The study, referenced at the January Consumer Electronics Show by Gerard Kleisterlee, chief executive of Royal Philips Electronics, reflected the theme of a bevy of speeches that called for better usability, and ultimately ergonomics, with a strong consumer focus for the electronics industry. According to CNN.com, Kleisterlee, in his speech, also noted that “complexity is intrinsic in technology but simplicity is how we should bring it to the consumer.”
Still, the electronics industry appears to be slow to adopt such an ergonomic mantra. Reports of 100-plus page user guides for a simple cell phone, recordable DVD formats that may or may not mesh with an owner’s DVD recorder, and high-tech cameras that require the consultation of the owner’s manual for anything more than point-and-shoot, are leaving some consumers frustrated by options they may not even want but are forced to buy on their new electronics. Ultimately, those same features being touted by the manufacturers as the next-great-thing are making today’s electronics, usually intended for convenience, far more complicated than the consumer desires.
“The more a product could do, the more that could go wrong,” usability expert Jakob Nielsen of the Nielsen Norman Group consulting firm told CNN. Nielsen notes that his own DVD player’s remote control has a whopping 35 buttons but the one he uses the most is highly inconvenient — “[it] is the smallest and in the middle of five other buttons.”
Some companies, though, are catching on and showing that, even with all the bells and whistles, the electronics industry can create a more ergonomic experience for the user.

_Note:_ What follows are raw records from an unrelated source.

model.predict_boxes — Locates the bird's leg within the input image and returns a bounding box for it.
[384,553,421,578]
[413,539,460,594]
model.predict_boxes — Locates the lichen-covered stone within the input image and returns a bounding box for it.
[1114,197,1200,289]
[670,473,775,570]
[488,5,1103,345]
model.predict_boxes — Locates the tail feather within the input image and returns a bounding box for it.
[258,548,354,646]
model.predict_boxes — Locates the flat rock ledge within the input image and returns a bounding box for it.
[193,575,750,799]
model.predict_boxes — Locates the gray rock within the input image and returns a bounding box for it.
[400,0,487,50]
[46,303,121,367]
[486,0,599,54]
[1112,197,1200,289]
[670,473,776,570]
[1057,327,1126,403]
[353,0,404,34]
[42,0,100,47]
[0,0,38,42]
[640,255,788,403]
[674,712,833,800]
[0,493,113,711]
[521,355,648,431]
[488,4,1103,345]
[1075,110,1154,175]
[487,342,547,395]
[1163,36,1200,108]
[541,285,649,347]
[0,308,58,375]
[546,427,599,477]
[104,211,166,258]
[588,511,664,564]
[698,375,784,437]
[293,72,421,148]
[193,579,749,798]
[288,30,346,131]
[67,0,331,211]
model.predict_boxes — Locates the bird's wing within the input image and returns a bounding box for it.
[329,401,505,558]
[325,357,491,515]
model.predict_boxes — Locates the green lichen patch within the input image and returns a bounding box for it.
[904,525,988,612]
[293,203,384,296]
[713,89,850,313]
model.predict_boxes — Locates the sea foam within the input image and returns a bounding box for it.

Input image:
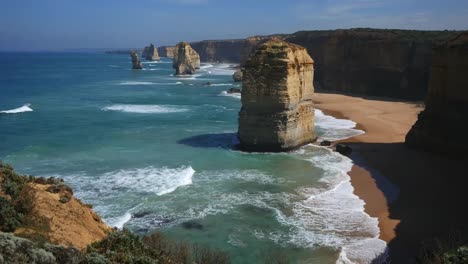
[0,104,33,114]
[102,104,188,114]
[219,91,241,99]
[315,109,364,141]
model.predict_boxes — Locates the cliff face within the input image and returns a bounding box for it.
[406,32,468,155]
[141,44,160,61]
[190,39,245,62]
[172,42,200,75]
[238,39,316,151]
[0,162,112,251]
[130,51,143,70]
[158,46,175,58]
[180,29,457,100]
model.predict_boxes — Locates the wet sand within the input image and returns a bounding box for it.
[314,93,468,263]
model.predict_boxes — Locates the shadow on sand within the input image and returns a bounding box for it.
[349,143,468,263]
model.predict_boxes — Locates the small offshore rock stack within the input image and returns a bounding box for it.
[158,46,175,58]
[238,39,316,152]
[406,32,468,156]
[232,70,242,82]
[141,44,160,61]
[172,42,200,75]
[130,51,143,70]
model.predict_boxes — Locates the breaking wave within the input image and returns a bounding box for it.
[102,104,188,114]
[0,104,33,114]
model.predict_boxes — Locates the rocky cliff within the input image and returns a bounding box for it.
[141,44,160,61]
[130,51,143,70]
[172,42,200,75]
[0,162,111,249]
[173,29,459,100]
[190,39,245,62]
[238,39,316,151]
[158,46,175,58]
[406,32,468,155]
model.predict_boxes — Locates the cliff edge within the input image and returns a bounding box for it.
[238,39,316,152]
[406,32,468,155]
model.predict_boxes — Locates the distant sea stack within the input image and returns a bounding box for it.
[238,39,316,152]
[158,46,175,58]
[130,51,143,70]
[172,42,200,75]
[141,44,160,61]
[232,70,242,82]
[406,32,468,155]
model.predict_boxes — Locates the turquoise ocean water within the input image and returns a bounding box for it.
[0,53,385,263]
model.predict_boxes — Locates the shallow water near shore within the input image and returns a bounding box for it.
[0,53,385,263]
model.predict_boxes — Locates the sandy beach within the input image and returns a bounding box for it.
[314,93,467,263]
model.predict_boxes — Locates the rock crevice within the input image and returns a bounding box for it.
[238,39,316,151]
[172,42,200,75]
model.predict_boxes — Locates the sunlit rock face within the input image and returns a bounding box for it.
[406,32,468,155]
[172,42,200,75]
[130,51,143,70]
[141,44,160,61]
[238,39,316,152]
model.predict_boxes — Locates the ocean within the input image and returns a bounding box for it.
[0,53,386,263]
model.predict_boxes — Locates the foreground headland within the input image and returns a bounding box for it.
[314,94,468,263]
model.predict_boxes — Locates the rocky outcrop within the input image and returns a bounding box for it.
[158,46,175,58]
[172,42,200,75]
[406,32,468,155]
[141,44,160,61]
[190,39,245,62]
[130,51,143,70]
[232,70,242,82]
[0,162,112,249]
[238,39,316,151]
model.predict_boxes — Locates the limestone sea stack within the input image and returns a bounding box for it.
[406,32,468,156]
[158,46,175,58]
[141,44,160,61]
[172,42,200,75]
[232,70,242,82]
[238,39,316,152]
[130,51,143,70]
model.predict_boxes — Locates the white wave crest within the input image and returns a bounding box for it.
[0,104,33,114]
[102,104,188,114]
[219,91,241,99]
[315,109,364,141]
[108,212,132,229]
[118,81,154,85]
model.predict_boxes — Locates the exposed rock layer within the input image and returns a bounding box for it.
[406,32,468,155]
[141,44,160,61]
[179,29,458,100]
[172,42,200,75]
[232,70,242,82]
[238,39,316,151]
[158,46,175,58]
[130,51,143,70]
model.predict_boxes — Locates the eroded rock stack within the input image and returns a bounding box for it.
[130,51,143,70]
[238,39,316,151]
[232,70,242,82]
[141,44,160,61]
[158,46,175,58]
[406,32,468,155]
[172,42,200,75]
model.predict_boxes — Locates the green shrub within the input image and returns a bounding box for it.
[0,196,23,232]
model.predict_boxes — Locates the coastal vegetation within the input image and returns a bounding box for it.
[0,162,230,264]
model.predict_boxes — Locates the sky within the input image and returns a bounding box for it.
[0,0,468,51]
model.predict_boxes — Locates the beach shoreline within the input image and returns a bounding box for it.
[313,93,468,263]
[314,93,422,243]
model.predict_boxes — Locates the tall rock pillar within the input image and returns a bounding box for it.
[238,39,316,151]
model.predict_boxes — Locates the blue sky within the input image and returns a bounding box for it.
[0,0,468,50]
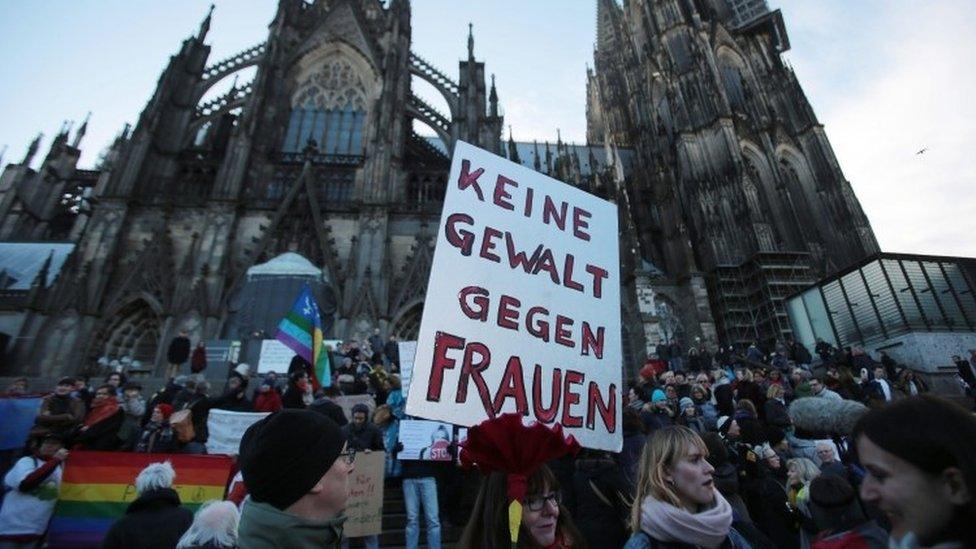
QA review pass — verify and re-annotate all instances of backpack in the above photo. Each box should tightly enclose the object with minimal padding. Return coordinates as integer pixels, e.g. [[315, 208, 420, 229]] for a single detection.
[[169, 408, 197, 442]]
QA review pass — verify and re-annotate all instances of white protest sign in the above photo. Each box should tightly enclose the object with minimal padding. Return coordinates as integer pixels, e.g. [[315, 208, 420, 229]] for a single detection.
[[258, 339, 295, 374], [407, 142, 623, 451], [342, 452, 386, 538], [397, 341, 417, 398], [397, 419, 454, 461], [257, 339, 342, 374], [207, 409, 268, 455], [332, 395, 376, 421]]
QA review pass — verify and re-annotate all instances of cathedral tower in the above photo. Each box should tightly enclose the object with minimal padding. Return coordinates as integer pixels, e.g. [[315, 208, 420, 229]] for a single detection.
[[587, 0, 878, 343]]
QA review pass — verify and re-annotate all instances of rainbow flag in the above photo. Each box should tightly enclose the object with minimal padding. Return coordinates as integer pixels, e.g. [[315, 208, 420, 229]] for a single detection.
[[275, 284, 332, 390], [48, 451, 233, 547]]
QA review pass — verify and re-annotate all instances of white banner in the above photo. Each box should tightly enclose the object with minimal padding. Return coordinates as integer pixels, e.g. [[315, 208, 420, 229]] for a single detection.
[[407, 142, 623, 451], [257, 339, 341, 374], [397, 419, 454, 461], [207, 409, 268, 456], [397, 341, 417, 398], [257, 339, 295, 375]]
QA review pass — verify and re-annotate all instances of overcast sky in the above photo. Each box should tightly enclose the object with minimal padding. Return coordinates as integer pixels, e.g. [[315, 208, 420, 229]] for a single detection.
[[0, 0, 976, 256]]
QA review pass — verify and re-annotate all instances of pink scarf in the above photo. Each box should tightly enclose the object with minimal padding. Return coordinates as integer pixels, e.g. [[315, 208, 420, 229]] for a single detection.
[[641, 490, 732, 549]]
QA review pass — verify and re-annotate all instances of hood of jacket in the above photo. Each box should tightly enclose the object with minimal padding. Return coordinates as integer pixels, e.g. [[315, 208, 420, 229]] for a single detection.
[[125, 488, 181, 515], [238, 498, 346, 548]]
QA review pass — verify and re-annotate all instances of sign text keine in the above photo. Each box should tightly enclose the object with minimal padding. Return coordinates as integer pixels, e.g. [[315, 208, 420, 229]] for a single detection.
[[407, 142, 622, 450]]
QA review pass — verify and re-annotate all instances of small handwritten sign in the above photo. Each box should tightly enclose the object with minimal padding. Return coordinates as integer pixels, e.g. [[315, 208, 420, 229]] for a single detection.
[[343, 452, 386, 538], [207, 409, 268, 456], [397, 419, 454, 461]]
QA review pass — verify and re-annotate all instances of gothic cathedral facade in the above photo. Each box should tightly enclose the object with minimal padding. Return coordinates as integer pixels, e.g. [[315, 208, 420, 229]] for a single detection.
[[0, 0, 877, 376]]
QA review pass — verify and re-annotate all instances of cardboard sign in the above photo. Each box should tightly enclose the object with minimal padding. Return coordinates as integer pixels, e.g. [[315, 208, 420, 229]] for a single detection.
[[342, 451, 386, 538], [207, 409, 268, 456], [407, 142, 623, 451], [258, 339, 295, 374], [257, 339, 341, 374], [332, 395, 376, 421], [397, 419, 454, 461], [397, 341, 417, 398], [0, 396, 42, 450]]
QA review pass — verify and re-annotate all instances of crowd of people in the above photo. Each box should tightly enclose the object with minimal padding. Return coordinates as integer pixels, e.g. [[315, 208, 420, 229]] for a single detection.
[[0, 331, 976, 549]]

For example, Epson recently introduced a new television complete with a photo-printer, CD-ROM drive and a memory card reader, all intended to make printing a photo a convenient procedure for the consumer. But prototypes of the TV were found to be too cumbersome for users who were forced to scroll through on-screen menus to finally access the feature that they wanted. Epson solved this problem by putting a single “print” button on the TV’s remote control.